Python ungzipping stream of bytes?


Here is the situation:

  • I get gzipped xml documents from Amazon S3

      import boto
      from boto.s3.connection import S3Connection
      from boto.s3.key import Key
      conn = S3Connection('access Id', 'secret access key')
      b = conn.get_bucket('mydev.myorg')
      k = Key(b)
      k.key('documents/document.xml.gz')
    
  • I read them in file as

      import gzip
      f = open('/tmp/p', 'w')
      k.get_file(f)
      f.close()
      r = gzip.open('/tmp/p', 'rb')
      file_content = r.read()
      r.close()
    

Question

How can I ungzip the streams directly and read the contents?

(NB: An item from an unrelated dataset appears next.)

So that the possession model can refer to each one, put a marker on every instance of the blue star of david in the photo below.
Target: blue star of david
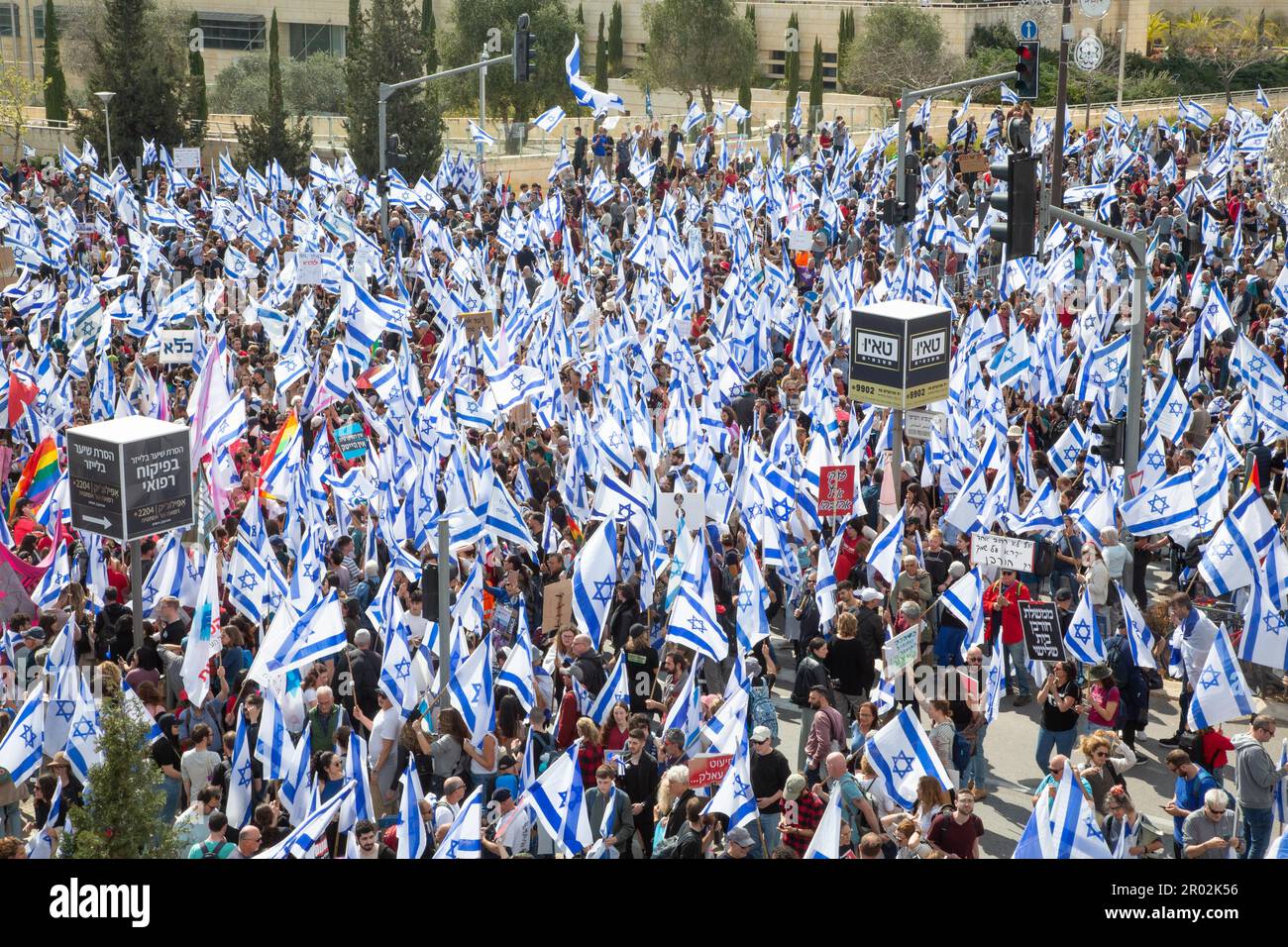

I do not want to create temp files, they don't look good.


Solution

  • Yes, you can use the zlib module to decompress byte streams:

    import zlib
    
    def stream_gzip_decompress(stream):
        dec = zlib.decompressobj(32 + zlib.MAX_WBITS)  # offset 32 to skip the header
        for chunk in stream:
            rv = dec.decompress(chunk)
            if rv:
                yield rv
        if dec.unused_data:
            # decompress and yield the remainder
            yield dec.flush()
    

    The offset of 32 signals to the zlib header that the gzip header is expected but skipped.

    The S3 key object is an iterator, so you can do:

    for data in stream_gzip_decompress(k):
        # do something with the decompressed data